To turn the tide on this disturbing trend, a variety of recommendations are provided by the Centers for Disease Control and Prevention (2017):
- Replace the consumption of sugary drinks with water
- Eat more fruits and vegetables
- Involve children in the preparation of healthy meals
- Eat meals at the table instead of in front of the television or individually in a room
- Teach kids about food labels
- Eat together as a family
- Serve smaller portions
- Facilitate 60 minutes of activity daily
- Involve children in sports
It’s also recommended that parents of talk to their pediatricians about the risks for developing type 2 diabetes, so early action can halt progression of the disease.
When we take steps to create a culture of wellness at home by supporting and exhibiting healthy habits, we can increase the likelihood that our children will grow up to become happy and healthy adults.
References
Abbasi, A., et al. (2017). Body mass index and incident type 1 and type 2 diabetes in children and young adults: A retrospective cohort study.
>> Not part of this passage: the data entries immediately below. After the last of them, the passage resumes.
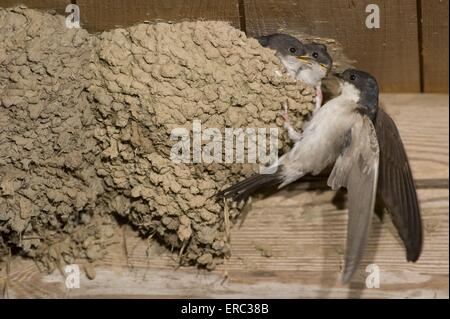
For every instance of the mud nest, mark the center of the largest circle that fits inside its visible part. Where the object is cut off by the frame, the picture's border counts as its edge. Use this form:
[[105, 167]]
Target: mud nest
[[86, 123]]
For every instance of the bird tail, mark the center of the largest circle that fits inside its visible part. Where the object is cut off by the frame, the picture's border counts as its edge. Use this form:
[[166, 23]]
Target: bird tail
[[243, 189]]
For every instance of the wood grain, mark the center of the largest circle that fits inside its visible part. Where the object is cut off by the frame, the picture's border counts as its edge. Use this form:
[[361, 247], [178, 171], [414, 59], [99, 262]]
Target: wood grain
[[435, 45], [104, 15], [291, 244], [58, 5], [390, 53]]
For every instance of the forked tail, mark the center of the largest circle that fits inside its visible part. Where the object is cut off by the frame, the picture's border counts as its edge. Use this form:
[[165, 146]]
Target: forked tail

Journal of the Endocrine Society, 1, 5, 524-537.
Centers for Disease Control and Prevention (2017). National Diabetes Statistics Report, 2017. Atlanta, Ga.: Centers for Disease Control and Prevention, U.S. Dept of Health and Human Services.
Copeland, K.C. et al. (2011). Characteristics of adolescents and youth with recent-onset type 2 diabetes: The TODAY cohort at baseline. The Journal of Clinical Endocrinology and Metabolism, 96, 1, 159–167.
Dabelea, D. et al. (2014). Prevalence of type 1 and type 2 diabetes among children and adolescents from 2001 to 2009. Journal of the American Medical Association, 311, 17, 1778–1786.
Hamman, R.F. et al. (2014). The SEARCH for Diabetes in Youth study: Rationale, findings, and future directions. Diabetes care, 37, 12, 3336–3344.
Hannon, T.S. and Arslanian, S.A. (2015). The changing face of diabetes in youth: Lessons learned from studies of type 2 diabetes. Annals of the New York Academy of Sciences, 1353, 113-137.
Lawrence, J.M. et al. (2014). Incidence of diabetes in U.S. youth by type, race/ethnicity and age, 2008–2009. Diabetes, 63, (Supplement 1), A407.
Ogden, C.L. et al. (2014). Prevalence of childhood and adult obesity in the United States, 2011-2012. Journal of the American Medical Association, 311, 8, 806–814.